Republicans Must Reach Out to that Freeloading 47%
by Ted Cruz
Mitt Romney was right. Forty-seven percent of the American population is just a bunch of freeloading bums who lie around all day smoking pot and taking handouts. But Romney blew the election when he said “it’s not my job to worry about those people.”
Unfortunately, those parasites vote. And they DIDN’T vote for Mitt Romney. So like it or not, we DO have to worry about these no-good layabouts, or else the GOP will go down in flames in the next election.
When we start the 2014 election campaign, we need to tailor our message to each specific group that makes up the Freeloading 47%. Drug addicts, for example. When we have a TV commercial that’s directed towards dopers and hopheads, we could have music in the background that’s, you know, that psychedelic music that people listen to when they’re on drugs. Or jazz, if the ad is being targeted towards hopheads who are colored.
The inner cities have been ignored by Republicans, and consequently most of those people voted for Obama. When we target our ads toward the ghettos, we should have hip-hop music in the background.
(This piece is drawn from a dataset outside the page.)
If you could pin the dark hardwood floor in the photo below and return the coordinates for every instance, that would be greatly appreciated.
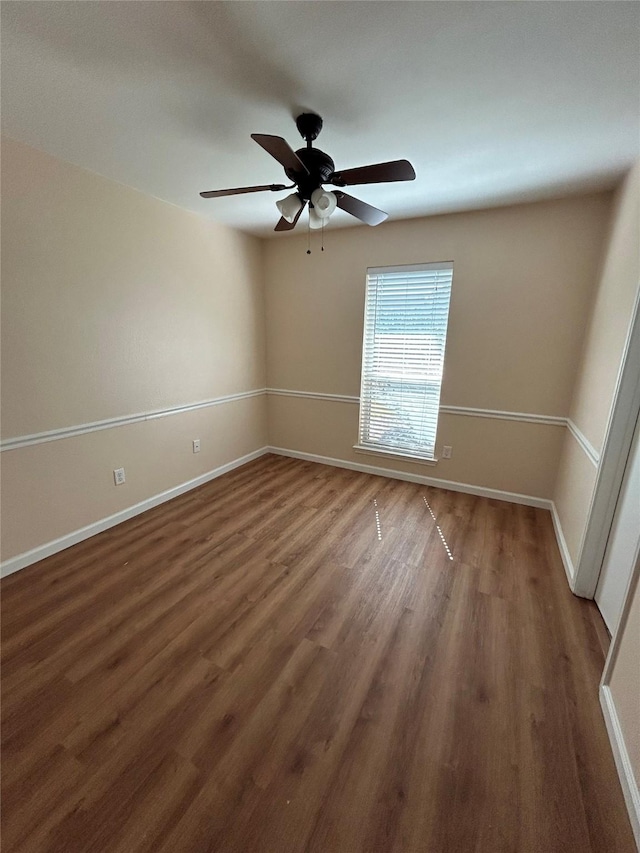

And if we really want to connect with these people, the wording of our message should make heavy use of current ghetto slang, like “Ho!” and “Beotch!”
Now, most of my fellow Republicans don’t know this, but a lot of these 47-percenters actually DO work. They just don’t earn much money, so they’re not required to pay any federal income taxes. (Christ, what a bunch of losers!)
But we need to grit our teeth and reach out to these people too. When we tailor our ads to this group, the most important thing is for the announcer to use small words and talk very slowly. I mean come on, these people’s annual incomes are somewhere down in the five-figure zone, so they’re obviously not too bright. But they vote, and we need to communicate with them.
Anyway, you get the idea. This country is full of parasites and leeches, but if we want to win any more elections, we need to reach out to these bums and connect with them.